# Sterilizing ceramic bio material.



## TomC (Apr 21, 2010)

I have those little white ceramic cylinders in my filters. Will boiling them be okay?


----------



## petlaur (Apr 21, 2010)

Don't know about boiling but couldn't one sterilize them by putting them in a container with diluted household bleach for several minutes and then rinsing them off well.


----------



## TomC (Apr 21, 2010)

petlaur said:


> Don't know about boiling but couldn't one sterilize them by putting them in a container with diluted household bleach for several minutes and then rinsing them off well.
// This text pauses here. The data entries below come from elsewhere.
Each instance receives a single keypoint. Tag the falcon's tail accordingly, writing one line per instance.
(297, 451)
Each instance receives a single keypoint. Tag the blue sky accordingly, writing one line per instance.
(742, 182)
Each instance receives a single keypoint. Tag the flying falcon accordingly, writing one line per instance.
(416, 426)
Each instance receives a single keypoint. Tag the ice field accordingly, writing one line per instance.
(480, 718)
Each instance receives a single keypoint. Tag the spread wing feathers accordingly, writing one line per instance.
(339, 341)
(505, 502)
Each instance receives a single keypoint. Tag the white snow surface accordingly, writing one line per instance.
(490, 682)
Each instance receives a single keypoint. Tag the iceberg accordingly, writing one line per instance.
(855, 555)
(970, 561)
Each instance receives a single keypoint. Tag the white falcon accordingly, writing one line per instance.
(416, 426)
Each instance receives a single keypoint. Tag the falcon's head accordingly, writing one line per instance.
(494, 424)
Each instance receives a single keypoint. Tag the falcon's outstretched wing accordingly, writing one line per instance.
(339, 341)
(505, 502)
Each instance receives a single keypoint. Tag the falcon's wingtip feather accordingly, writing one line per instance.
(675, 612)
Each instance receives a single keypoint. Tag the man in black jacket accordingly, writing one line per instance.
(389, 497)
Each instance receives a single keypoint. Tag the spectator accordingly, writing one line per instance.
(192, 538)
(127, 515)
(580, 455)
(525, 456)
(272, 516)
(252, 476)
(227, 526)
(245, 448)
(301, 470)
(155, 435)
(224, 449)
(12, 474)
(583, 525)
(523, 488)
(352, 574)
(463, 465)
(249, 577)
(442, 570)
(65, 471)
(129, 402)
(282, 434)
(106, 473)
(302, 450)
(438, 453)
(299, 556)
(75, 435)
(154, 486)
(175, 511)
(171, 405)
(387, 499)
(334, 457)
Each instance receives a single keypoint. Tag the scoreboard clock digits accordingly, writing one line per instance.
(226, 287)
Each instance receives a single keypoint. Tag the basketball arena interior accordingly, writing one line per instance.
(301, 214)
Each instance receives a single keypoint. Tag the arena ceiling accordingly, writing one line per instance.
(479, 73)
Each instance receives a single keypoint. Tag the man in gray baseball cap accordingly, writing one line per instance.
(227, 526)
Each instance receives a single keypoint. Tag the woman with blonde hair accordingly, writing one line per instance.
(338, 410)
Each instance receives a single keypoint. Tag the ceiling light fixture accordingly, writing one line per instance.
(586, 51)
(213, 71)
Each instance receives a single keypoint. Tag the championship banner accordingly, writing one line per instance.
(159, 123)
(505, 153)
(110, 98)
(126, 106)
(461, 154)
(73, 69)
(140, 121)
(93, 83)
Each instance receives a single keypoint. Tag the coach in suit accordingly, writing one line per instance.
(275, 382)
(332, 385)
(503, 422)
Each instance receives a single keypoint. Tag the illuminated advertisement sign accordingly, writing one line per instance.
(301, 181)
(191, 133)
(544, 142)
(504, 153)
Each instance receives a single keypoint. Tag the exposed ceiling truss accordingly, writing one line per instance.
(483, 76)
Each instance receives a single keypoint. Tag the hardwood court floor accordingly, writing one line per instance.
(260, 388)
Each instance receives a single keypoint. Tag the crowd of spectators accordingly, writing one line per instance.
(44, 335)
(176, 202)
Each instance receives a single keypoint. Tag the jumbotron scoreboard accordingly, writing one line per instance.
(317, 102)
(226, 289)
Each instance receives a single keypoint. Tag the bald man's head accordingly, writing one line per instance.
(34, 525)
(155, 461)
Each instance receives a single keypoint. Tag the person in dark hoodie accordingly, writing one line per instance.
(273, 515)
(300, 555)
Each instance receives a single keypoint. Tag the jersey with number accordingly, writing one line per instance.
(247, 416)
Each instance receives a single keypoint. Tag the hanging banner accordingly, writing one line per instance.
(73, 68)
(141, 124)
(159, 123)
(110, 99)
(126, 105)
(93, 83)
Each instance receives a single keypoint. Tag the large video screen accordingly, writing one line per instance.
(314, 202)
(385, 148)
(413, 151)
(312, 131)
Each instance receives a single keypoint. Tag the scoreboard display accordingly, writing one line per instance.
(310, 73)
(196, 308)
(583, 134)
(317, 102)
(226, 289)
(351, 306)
 That is my plan b. I thought boiling would ensure every nook and cranny was reached.


----------



## Chappy (Apr 21, 2010)

I don't know why I do this - I'm sure I read it somewhere or I could just have easily made it up - but I boil all my ceramic media about once every 8-12 months. I tear down my entire filter and do whatever maintenance is required to the motor, change o-rings if necessary, etc. and then I set my canning pots on the stove and boil media all afternoon!!! I've been doing this for 10 years or so and it seems to work for me, but like I said - I have no idea why I started doing this many, many moons ago. The tank will go through a mini cycle, but I minimize this with the two or three sponge filters I run in each of my tanks.

So to answer your question, yes - it's fine to boil your ceramic media if your intention is to kill everything on it, and in it


----------



## pieces71 (Apr 21, 2010)

petlaur said:


> Don't know about boiling but couldn't one sterilize them by putting them in a container with diluted household bleach for several minutes and then rinsing them off well.


I would prepare boiling it or just pouring boiling water on it in a container much safer and easy than using bleach


----------



## rescuepenguin (Apr 21, 2010)

You can boil them, or bleach them, or even both if you want to be sure you kill everything. Everything I bleach, i also soak in declorinator (water conditioner) after, then rinse them off.

Steve


----------